And I have had a of couple readings where there were just three or four people, and honestly they ended up being some of the best readings because I got the chance to really connect. I’ve also talked to college basketball teams, grief support groups, and now, about once every other month, I talk to a massage/trauma class. Sometimes I sell books, sometimes I don’t, but I always meet some great people.

 

What writing projects are you working on these days?

My heart is in YA right now, and my current novel is a story of a young woman’s journey through a post-apocalyptic world: Dylan wakes in a post-apocalyptic world where a majority of the human species have died. With no friends or family left alive in her small town in central Washington, Dylan embarks on a challenging journey across the state in search of her sister, her strength and ultimately her future.

 

What are your writing goals for the next five years?

Wow, five years. Well, I would like to have my YA novel published by then, and my book on coaching well underway. I’m also co-authoring a book with friend of mine, so I would like to be ready to pitch that as well. And I plan to keep blogging and start submitting magazine articles.

She didn't really mention it, but Sonya also happens to be a fashion model.

Sonya also happens to be a fashion model.

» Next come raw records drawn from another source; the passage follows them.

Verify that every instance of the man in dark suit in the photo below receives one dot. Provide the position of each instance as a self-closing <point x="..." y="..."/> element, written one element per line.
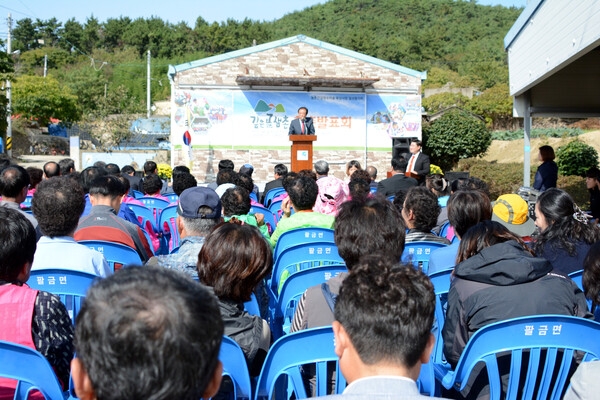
<point x="418" y="163"/>
<point x="397" y="182"/>
<point x="302" y="125"/>
<point x="280" y="171"/>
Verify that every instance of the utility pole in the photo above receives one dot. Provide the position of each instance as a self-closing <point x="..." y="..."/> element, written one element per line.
<point x="148" y="100"/>
<point x="8" y="144"/>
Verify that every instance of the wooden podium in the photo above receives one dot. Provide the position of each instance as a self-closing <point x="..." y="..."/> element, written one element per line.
<point x="301" y="154"/>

How do you make time for your writing?

I’m a high school girls basketball coach, and I have two kids, so it’s difficult, but I carve out time whenever I can. I meet with my friend Jenny to write every Thursday; we make it a priority. The rest of the time, I pull out my computer or journal for a few hours at home, or sneak off to a coffee shop. If my husband is out of town, I’m known to stay up and write all night, but my kids come first, and after that I take what I can get. I also love to take writing classes to learn and give me deadlines. That always helps move my writing along.

 

Recently you and your teenage daughter took a writing class together. What was that like?

I LOVED IT!!! She is such an amazing writer, and it’s so fun to watch her learn and grow and be excited about writing. She is seventeen years old, so I feel so fortunate to have a strong relationship where we can talk about almost anything, write together, play basketball together, and enjoy one another. I am mom, and I’m sure I annoy her from time to time, but something would be wrong if I didn’t, so I just feel pretty damn lucky.

 

What’s your favorite piece of writing advice?

“Show, don’t tell” is a must. But just as important, or more important in my mind, is to believe in yourself. It is so easy to question our own writing, wonder if what we scribble down on paper is good enough. Sometimes we might wonder why we do it all, or if anyone even cares about what we write. We might have others critique our writing harshly or find it inconceivable that we waste our time putting pen to paper. You have to ignore it all, go with your gut, believe in yourself, and write.